After dropping Modo off at MIT so he could try to put his life back together—without his treacherous girlfriend—the Wilde sisters were New York City–bound. According to Eve, before she’d blown her cover, Colt had revealed the Big Apple to be the destination for some sort of heist he’d conceived. Whatever object he planned to steal was somewhere in Manhattan . . . but beyond that detail Colt had kept the cards close to his chest. Maybe he didn’t trust Eve completely. Maybe he was afraid the Cloak would overhear him and intervene. Regardless, Colt seemed sure that with the object in his possession he’d be able to walk safely through the Cloak Netherworld without getting devoured alive.
Which would mean that he could walk right up to their big Tree of Life and chop it down with a few powerful strokes of the ax.
Which also meant that the Cloak might die, and the evil, twisted gods imprisoned in the tree would be liberated,
placing an army of supernatural gods at Colt’s disposal.

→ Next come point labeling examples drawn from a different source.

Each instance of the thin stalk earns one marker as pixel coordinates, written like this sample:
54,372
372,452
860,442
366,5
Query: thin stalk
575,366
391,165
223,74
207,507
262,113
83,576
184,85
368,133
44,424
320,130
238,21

“Worst of all,” Eve had said, looking genuinely unnerved, “Colt has all of the gods on his payroll convinced that killing the Cloak will bring all the memories from our old lifetimes back. But I think he’s been lying all along and it’s just the opposite. If the Cloak die, I think it may mean we
never
get those memories back.”
It was a terrifying concept. As much as Ash found herself overwhelmed and confused when an old memory resurfaced in her sleep, she saw the big picture now. Even if Ash and Eve stopped Colt tomorrow, they’d forget all about his manipulations when they woke up in the next lifetime, while he would remember everything. With the Cloak gone, what was to stop him from coming back time and time again until, one lifetime, he finally succeeded?
After Eve brought Ash up to speed on Colt’s scheming, the two sisters fell into an icy silence. In the quiet Ash felt a year’s worth of frustration with Eve coming to a boil. She wanted so badly to be happy to have Eve back by her side, but instead she felt more distanced from her sister than ever.
Finally, Ash rolled up her window, unable to keep her annoyance contained any longer. “Why didn’t you just tell me?” she demanded. “Why didn’t you let me in on this whole double cross, instead of letting me believe that you really were in league with Colt?” She thought back to their skirmish at the Renaissance fair. “I could have killed you.”
Eve didn’t take her eyes off the road, but her arms stiffened. “Kill me? As if.” She chuckled softly under her breath. “Look, Ash. We both know that I’m the conniving one here, while you, on the other hand . . . well, you’ve always been a terrible liar. You know how I always used to call you the human mood ring? It’s because your emotions, your push-buttons, your insecurities . . . You wear them with the subtlety of a goddamned fireworks display. As much as I wanted to let you in on it, it was much more convincing when your seething hatred for me looked all the more real to Colt. But the other part of it . . .” She trailed off, then finally took her eyes off the road long enough to appraise Ash. “I worry that when the time comes, you won’t have it in you to do what’s necessary . . . especially if it’s dirty.”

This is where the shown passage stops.